La actualidad nos encuentra protagonizando una nueva batalla de esta guerra aún no cerrada. Nuevamente se explicitan ambos modelos, nuevamente la puja se tensa. El gobierno nacional asume, no sin grandes vacilaciones y marcadas contradicciones, la defensa del modelo de desarrollo autónomo, políticamente independiente y socialmente justo. Del lado opositor, entre matices, se agazapan aquellos que pujan por la continuidad del modelo “abierto”, dominado por los grupos económicos transnacionales altamente concentrados y el capital financiero.

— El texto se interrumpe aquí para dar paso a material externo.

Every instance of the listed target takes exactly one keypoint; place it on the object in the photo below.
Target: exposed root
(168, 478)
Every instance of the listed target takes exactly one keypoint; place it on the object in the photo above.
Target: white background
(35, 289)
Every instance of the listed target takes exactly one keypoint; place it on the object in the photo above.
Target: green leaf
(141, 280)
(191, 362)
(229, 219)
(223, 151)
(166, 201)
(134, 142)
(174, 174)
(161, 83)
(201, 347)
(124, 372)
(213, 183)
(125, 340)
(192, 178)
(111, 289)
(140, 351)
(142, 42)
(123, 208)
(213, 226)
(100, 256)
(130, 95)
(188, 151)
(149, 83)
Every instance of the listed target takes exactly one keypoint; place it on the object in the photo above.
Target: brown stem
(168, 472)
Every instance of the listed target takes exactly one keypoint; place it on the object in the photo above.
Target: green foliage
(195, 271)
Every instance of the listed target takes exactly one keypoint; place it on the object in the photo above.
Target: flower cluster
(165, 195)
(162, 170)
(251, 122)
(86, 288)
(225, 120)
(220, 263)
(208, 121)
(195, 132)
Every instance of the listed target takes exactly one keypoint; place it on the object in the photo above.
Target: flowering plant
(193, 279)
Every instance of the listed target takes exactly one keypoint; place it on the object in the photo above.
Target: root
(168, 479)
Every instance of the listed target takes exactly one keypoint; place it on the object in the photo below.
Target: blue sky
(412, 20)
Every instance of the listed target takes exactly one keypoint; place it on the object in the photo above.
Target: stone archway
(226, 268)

En este marco, sólo aquellos voceros de los grupos citados pueden hacer hincapié en las “formas republicanas”, o mejor dicho, en la ausencia de tales formas por parte del gobierno[1]. No lo hacen por ignorancia, lo hacen sabiendo muy bien de lo que hablan y mensurando mejor aún lo que tienen enfrente. Saben que este peronismo, con todas sus máculas, es lo más parecido a la fuerza revolucionaria que puede poner límite a su poder.

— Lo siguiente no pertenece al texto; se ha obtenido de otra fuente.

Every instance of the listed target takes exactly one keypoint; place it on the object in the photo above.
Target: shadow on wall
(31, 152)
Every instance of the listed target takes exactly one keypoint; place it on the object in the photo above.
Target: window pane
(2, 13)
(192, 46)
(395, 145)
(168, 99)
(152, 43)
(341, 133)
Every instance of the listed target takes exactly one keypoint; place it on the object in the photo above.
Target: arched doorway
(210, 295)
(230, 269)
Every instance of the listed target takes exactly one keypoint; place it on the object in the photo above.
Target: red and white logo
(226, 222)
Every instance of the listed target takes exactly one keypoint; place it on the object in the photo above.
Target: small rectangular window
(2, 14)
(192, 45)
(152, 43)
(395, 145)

Los representantes de estos grupos saben que los sectores más extremos y más puristas, los “novios de la revolución”, son pura vocinglería que terminan siendo funcionales a ellos. Es así como a principios del siglo XX, con una sólida conciencia de clase, la oligarquía votaba en Capital Federal al socialista Palacios para tratar de evitar el triunfo del radicalismo, fuerza a la que definían claramente, y con justa razón, como el enemigo a vencer,  y no a los inofensivos discursos del tribuno socialista; así hoy no dudarían en apoyar al “socialista” Pino Solanas que no quiere pagar la deuda, y se presenta con un perfil “expropiador” (que por supuesto, no asusta en lo más mínimo a las potenciales víctimas de tales expropiaciones).

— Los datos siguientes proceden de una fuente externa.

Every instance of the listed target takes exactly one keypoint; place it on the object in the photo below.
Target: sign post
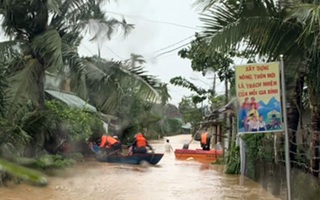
(284, 106)
(262, 103)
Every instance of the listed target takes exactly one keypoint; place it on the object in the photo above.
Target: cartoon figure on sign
(245, 108)
(253, 123)
(254, 103)
(262, 124)
(274, 123)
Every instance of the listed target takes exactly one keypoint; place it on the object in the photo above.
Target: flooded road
(170, 180)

Toda la monserga que apunta al escaso apego del peronismo a los principios republicanos y a la defensa de las instituciones, tiene una respuesta: SÍ, el peronismo, en su mejor versión, tiene escaso apego a los principios republicanos por la sencilla razón de que el peronismo porta en si una fuerza transformadora tal que, hasta tanto no sea rotundamente triunfadora, no podrá detenerse en cuestiones de “quórum”, “DNU”, “borocotizaciones”, etc. Eso vendrá en una etapa ulterior, cuando saldada todas las cuentas sociales, cuando una Argentina autónoma, relacionada con el resto del mundo en condiciones “pari passu”, con control soberano sobre sus resortes estratégicos, pueda darse el lujo (como la Inglaterra posterior a Cromwell, como los EE.UU post Guerra de Secesión, como la Francia post napoleónica) de pulir estas cuestiones, hoy menores frente a la reparación de los estragos que ocasionó el neoliberalismo criminal, pero mañana importantes para mejorar la vida institucional y la calidad de vida de los habitantes de una nación ya libre, ya justa,  ya soberana.


[1] Por supuesto, los parlamentaristas opositores han hecho tropelías aún mayores que las que se le adjudican al peronismo salvaje, pero lo que analizamos es el carácter republicano del movimiento nacional, o su ausencia.